There was a silence while he wondered what in blazes fretted the pestilential girl now.
"I can’t," she said in a small voice.
"Emily," he growled, hunching his shoulders against the wet. “I told you to stop playing games."
"I’m not playing games. I’m stuck."
Chapter 2
"What?" Hamish bit out.
"When you shoved me into this bush, my dress got caught."
"I did not shove you," he retorted, even as he shifted around Emily to try and see where she was attached to the branches. It was dark in this corner of the garden. And muddy. Damp seeped into his shoes and chilled his feet. His evening pumps weren’t designed for anything but a dance floor. "Hold still and I’ll set you free."
"Try not to rip my dress."
Hamish ignored her habit of giving orders. He usually did. He dropped the pamphlet to the ground so he had two free hands. Bending down, he tried to use his fingers to work out where dress and thorns made contact. Devil if he could see a damned thing. And Emily’s smoky, alluring scent, all honey and jasmine, teased his nostrils and made it almost impossible to think. "Plague take you, stay still."
"Well, that’s charming."
He tugged at his coat and loosened it with what he hoped was minimal damage. "See if you can get out of my coat."
"I’ll tear it."
"I don’t give a fig if you do. You’ll freeze to death if you stay out here."

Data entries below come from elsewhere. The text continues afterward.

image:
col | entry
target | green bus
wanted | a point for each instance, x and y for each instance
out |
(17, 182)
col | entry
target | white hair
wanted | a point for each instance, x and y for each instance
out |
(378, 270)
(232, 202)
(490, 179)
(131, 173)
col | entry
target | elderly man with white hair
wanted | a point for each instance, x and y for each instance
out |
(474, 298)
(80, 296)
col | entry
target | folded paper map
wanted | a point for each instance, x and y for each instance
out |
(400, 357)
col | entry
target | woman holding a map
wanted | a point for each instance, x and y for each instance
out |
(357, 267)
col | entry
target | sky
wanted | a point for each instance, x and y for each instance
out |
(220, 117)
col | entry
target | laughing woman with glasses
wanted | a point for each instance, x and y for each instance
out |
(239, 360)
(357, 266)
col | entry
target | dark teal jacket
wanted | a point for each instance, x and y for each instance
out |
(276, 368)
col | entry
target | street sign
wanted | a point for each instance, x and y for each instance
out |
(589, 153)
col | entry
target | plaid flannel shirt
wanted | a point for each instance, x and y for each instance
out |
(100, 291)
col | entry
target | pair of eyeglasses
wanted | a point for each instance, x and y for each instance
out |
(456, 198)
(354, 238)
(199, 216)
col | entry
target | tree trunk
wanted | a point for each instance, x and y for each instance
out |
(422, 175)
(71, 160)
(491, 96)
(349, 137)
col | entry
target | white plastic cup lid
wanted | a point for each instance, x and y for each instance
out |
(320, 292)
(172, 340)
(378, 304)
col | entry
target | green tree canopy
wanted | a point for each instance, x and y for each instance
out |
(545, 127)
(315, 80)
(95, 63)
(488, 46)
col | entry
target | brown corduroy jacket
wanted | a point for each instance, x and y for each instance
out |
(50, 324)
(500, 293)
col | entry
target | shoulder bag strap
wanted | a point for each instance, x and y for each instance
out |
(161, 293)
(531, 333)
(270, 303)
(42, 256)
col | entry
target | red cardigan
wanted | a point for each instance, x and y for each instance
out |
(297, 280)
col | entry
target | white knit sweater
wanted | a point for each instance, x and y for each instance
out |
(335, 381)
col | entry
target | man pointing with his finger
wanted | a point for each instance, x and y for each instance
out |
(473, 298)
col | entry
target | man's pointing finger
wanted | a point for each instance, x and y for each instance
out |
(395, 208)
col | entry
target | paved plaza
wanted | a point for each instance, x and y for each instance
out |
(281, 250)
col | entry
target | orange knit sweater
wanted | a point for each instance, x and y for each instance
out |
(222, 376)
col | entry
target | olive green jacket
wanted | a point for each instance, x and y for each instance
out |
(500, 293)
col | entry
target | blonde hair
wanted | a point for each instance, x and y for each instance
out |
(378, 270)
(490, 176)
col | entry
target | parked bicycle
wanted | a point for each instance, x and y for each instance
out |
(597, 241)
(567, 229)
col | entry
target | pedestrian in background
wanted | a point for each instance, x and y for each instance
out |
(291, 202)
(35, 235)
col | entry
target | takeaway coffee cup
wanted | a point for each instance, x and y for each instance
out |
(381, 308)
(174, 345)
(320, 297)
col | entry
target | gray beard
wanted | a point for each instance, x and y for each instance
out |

So would he. He’d intended taking a few unobserved moments to put this impudent miss in her place, but they’d been out here for over a quarter of an hour now, and his shirt offered precious little protection from the elements.
"If you say so."
With some trouble, she wriggled out of the fine black coat, and he heard fabric ripping. He ground his teeth in irritation. When he stood up on the podium to give his speech, he wasn’t going to make much of a show, by God.
He shrugged on the coat, immediately welcoming the warmth. But now Emily only had that damned becoming gown to cover her, and it was as unsuited to the outdoors as his pumps.
"Why the devil do women wear these ridiculous rags?" he muttered, trying to make sense of a million layers of petticoats tangled around the thorny bush. "Hell."
"What is it?"
Those thorns meant business. "Nothing. Can you move now?" he asked, striving not to bark at her.
"My skirt’s still caught."
Of course it was. Could this night get any worse? He muffled a sigh and went down on his haunches to see what else he could do to free her. "Keep still."
He could smell rain and cold fresh air. But as he kneeled at Emily’s side, mostly he just smelled her. Crushed flowers. And beneath that, a warm, alluring scent that he’d long ago identified as essence of Emily. By God, if he was a chemist, he’d work out how to bottle that. He’d make a fortune.
That scent turned his usually deft hands into ten thumbs. While here and now he’d like to consign this interfering besom to perdition, tonight that scent would twine its way through his dreams. It would make him hot and frustrated, and angry with himself for the depraved things he did to his mentor’s daughter in his fantasies.
"Hamish, I’m freezing." She didn’t sound nearly as full of herself. He wasn’t the only one who knew they’d been out here far too long.